Jesus said to Peter, James and John, ‘Tell the vision to no one until the Son of Man is risen from the dead.’
Peter had recently acclaimed Jesus as God’s anointed Messiah. James would be the first apostle to witness to Jesus by his martyrdom. John in the Gospel says Jesus is the Word incarnate and God’s uncreated light, life and love. None of the apostles imagined that in a few weeks’ time Jesus would die in agony on a cross in Jerusalem. Jesus himself expected that. He had several times told the apostles but they made nothing of it.
To strengthen these disciples in their faith in him, Jesus led them up a mountain to witness an unearthly, terrifying vision: Jesus talking with two prophets, Moses and Elijah, who had both died centuries earlier. Tradition held that they had not in fact died a normal death but had been caught up to glory in heaven. The three apostles would also see Jesus unimaginably more splendid and glorious than the two prophets. A brilliant cloud overshadowed them and they hear God the Father declaring Jesus to be his dear Son and telling them to listen to Jesus. The vision pointed forward to the resurrection of Jesus after his death on the cross. It revealed the reason why death could not hold Jesus in its grip.

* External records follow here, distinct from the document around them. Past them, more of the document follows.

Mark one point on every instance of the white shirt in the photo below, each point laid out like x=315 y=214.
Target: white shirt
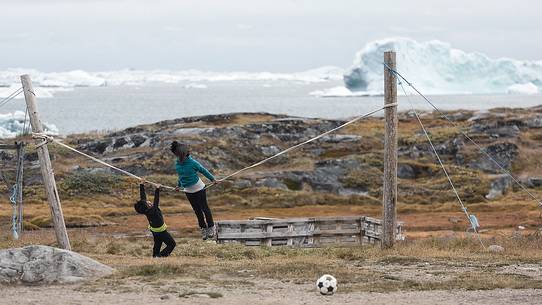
x=195 y=188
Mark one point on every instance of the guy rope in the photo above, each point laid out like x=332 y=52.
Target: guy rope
x=50 y=139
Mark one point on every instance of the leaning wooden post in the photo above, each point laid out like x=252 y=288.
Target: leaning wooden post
x=19 y=179
x=390 y=153
x=46 y=167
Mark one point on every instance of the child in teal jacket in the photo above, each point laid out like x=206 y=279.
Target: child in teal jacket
x=187 y=169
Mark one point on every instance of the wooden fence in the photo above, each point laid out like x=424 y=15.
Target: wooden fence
x=303 y=232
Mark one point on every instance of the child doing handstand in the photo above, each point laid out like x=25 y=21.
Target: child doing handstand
x=156 y=222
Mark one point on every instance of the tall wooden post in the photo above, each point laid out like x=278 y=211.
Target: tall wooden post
x=19 y=179
x=390 y=153
x=46 y=167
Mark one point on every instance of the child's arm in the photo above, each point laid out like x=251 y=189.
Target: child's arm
x=203 y=170
x=142 y=195
x=156 y=197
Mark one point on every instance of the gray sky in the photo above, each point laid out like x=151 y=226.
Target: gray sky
x=250 y=35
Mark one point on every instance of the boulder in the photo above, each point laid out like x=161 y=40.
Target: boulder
x=47 y=265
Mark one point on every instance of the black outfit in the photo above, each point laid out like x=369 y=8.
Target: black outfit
x=156 y=221
x=198 y=201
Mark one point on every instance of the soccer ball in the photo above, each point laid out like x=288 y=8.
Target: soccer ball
x=327 y=284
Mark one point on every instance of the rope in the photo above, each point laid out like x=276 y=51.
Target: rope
x=47 y=138
x=11 y=96
x=302 y=143
x=480 y=148
x=472 y=221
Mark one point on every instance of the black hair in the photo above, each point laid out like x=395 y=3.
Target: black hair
x=141 y=207
x=174 y=147
x=180 y=149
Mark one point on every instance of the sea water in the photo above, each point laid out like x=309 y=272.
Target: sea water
x=85 y=109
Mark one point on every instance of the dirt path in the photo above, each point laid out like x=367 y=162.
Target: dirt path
x=277 y=295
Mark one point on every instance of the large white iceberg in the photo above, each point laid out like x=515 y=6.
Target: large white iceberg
x=434 y=67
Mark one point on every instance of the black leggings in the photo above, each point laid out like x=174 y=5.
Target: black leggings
x=198 y=201
x=159 y=238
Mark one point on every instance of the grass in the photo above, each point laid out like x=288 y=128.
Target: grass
x=426 y=264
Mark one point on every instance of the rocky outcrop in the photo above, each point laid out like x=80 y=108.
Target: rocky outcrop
x=499 y=186
x=48 y=265
x=502 y=153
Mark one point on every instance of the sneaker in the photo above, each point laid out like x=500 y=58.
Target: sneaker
x=211 y=232
x=204 y=233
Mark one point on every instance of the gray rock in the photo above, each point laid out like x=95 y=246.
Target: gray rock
x=46 y=265
x=535 y=181
x=499 y=186
x=495 y=249
x=270 y=150
x=271 y=183
x=459 y=116
x=534 y=122
x=503 y=153
x=405 y=171
x=340 y=138
x=242 y=184
x=192 y=131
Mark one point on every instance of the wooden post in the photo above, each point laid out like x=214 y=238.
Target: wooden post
x=46 y=167
x=19 y=179
x=390 y=153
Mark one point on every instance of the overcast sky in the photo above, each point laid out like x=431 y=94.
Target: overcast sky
x=250 y=35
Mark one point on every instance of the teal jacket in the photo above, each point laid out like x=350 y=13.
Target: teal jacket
x=188 y=172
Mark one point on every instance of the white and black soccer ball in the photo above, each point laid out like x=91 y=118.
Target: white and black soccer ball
x=327 y=284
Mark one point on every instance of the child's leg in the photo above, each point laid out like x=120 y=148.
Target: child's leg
x=170 y=243
x=202 y=198
x=194 y=202
x=157 y=244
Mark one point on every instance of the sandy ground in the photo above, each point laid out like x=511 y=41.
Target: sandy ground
x=276 y=295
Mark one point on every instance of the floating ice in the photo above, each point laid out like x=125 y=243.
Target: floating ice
x=435 y=67
x=48 y=83
x=195 y=86
x=528 y=88
x=12 y=124
x=341 y=91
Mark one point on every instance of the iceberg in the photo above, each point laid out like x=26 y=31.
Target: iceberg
x=12 y=124
x=434 y=67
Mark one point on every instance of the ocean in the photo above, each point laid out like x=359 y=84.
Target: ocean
x=108 y=108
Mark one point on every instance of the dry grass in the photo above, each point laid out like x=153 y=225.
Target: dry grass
x=437 y=263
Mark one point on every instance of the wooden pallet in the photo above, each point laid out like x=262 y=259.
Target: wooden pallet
x=302 y=232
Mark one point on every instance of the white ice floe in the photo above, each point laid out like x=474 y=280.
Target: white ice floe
x=528 y=88
x=341 y=91
x=12 y=124
x=436 y=68
x=195 y=86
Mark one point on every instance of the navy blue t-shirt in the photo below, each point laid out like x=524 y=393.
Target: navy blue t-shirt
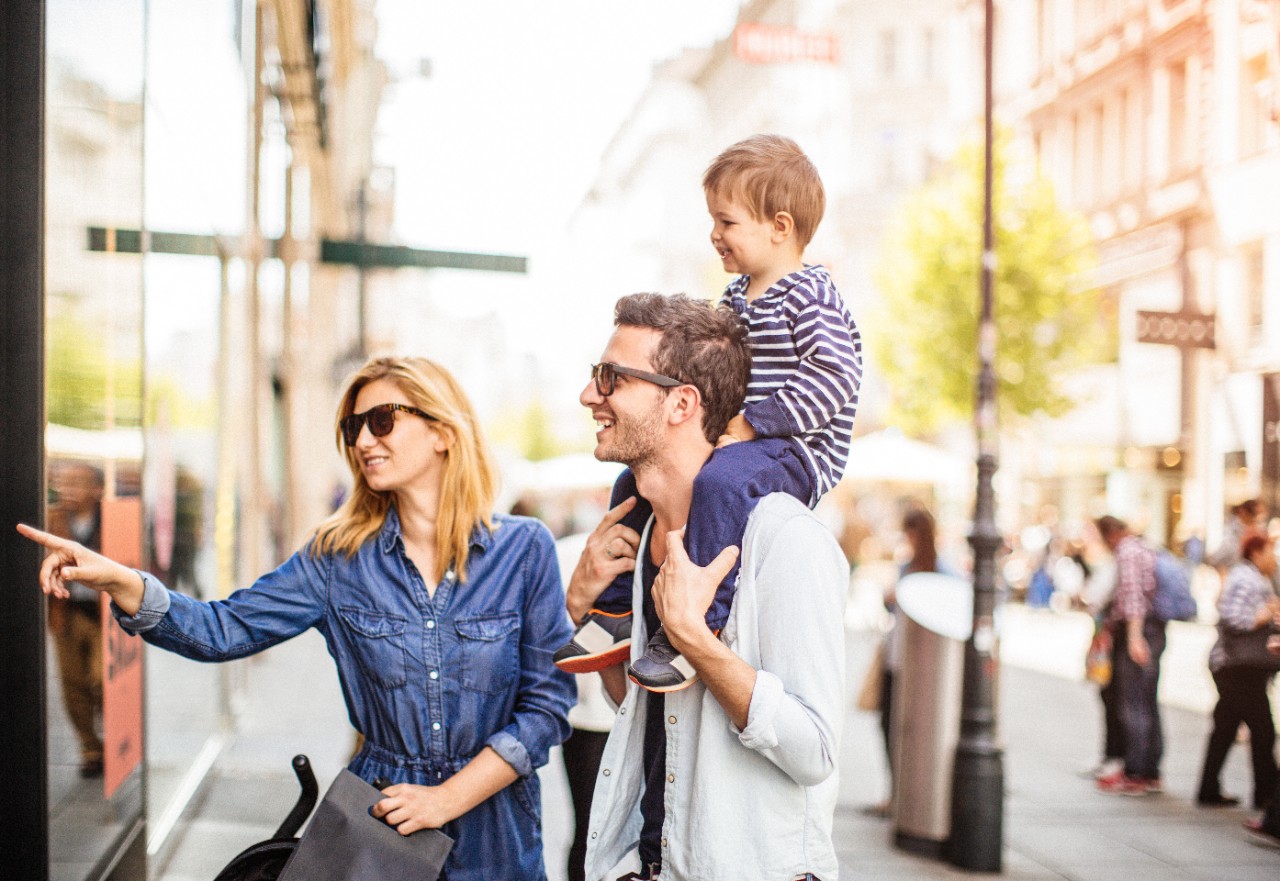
x=654 y=743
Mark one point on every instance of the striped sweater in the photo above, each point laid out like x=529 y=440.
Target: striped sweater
x=807 y=365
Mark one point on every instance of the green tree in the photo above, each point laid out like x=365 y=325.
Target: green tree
x=86 y=387
x=926 y=338
x=530 y=432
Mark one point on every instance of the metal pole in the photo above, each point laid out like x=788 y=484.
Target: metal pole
x=978 y=780
x=23 y=690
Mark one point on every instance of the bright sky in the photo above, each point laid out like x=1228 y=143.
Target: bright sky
x=496 y=149
x=497 y=146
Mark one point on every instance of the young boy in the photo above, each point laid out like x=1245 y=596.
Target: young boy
x=766 y=201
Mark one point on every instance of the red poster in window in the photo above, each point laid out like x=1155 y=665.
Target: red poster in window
x=122 y=653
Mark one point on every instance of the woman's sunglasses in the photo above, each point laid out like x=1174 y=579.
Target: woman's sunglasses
x=380 y=419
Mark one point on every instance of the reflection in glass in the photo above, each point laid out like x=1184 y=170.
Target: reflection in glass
x=94 y=402
x=76 y=622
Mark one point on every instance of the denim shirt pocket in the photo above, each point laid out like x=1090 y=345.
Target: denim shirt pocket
x=378 y=643
x=490 y=652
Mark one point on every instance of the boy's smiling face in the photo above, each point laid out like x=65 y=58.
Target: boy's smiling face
x=746 y=245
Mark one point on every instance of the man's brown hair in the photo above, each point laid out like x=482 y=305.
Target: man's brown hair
x=702 y=346
x=769 y=173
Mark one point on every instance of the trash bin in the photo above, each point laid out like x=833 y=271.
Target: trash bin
x=936 y=612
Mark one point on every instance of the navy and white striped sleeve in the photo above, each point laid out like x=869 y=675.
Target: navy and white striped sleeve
x=824 y=380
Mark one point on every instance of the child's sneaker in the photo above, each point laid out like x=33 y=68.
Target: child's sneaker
x=602 y=640
x=1120 y=784
x=662 y=667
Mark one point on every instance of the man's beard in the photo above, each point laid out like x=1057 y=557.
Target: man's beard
x=634 y=438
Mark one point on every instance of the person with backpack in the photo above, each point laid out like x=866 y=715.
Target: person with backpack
x=1247 y=605
x=1138 y=642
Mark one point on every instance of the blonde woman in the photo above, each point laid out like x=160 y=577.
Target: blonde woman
x=440 y=616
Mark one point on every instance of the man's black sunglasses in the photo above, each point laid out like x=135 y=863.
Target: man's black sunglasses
x=606 y=375
x=382 y=420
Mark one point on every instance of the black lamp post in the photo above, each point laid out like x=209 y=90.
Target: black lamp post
x=978 y=779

At the end of 1999 I visited the Holy Land with a group of pilgrims. While in Galilee we went to Mount Tabor, the mountain where according to tradition Jesus was transfigured. Its sides are very steep and for several centuries an Arab family escorted pilgrims to the summit. At one time they used camels but we were driven up in rather battered seven-seater Mercedes. I sat at the front with the elderly Arab driver, who all the way up shouted Alleluyas while tapping my knee. He was right. It was an Alleluya experience.
At the top we entered the Catholic church to celebrate our Mass. There is an Orthodox church nearby as well. The Catholic church is like a huge cave with rows of steps to seat the congregation, leading down to the altar. The wall above the altar depicts in gold mosaics the theophany of the Transfiguration. Moses and Elijah are shown standing either side of a large green cross, representing Jesus. The Lord wearing brilliant, white, shining clothes is impossible to depict although many artists have tried. The cross reminds us that one evangelist says that the two prophets were talking with Jesus about his forthcoming Passion and death in Jerusalem. It is a cross of living wood showing that the Lord is living, no longer dead. How could he not be for God the Father would certainly raise his beloved Son to eternal glory?
Next Wednesday we begin the penitential season of Lent when we confess our sins and have ashes placed on our heads to remind us that we are mortal. We spend forty days of spiritual combat with fasting, much prayer and good deeds. We remember the Lord’s spiritual combat in the wilderness of Judaea. In the last great week of Lent, we recall the suffering Jesus endured for our salvation, culminating in the silence of his grave on Holy Saturday. Then on the first day of the new week we celebrate Easter as the vision of the Transfiguration anticipated. The Church gives us that vision in today’s Gospel to encourage us and strengthen our faith to help us persevere in our Lenten disciplines until we come to Easter.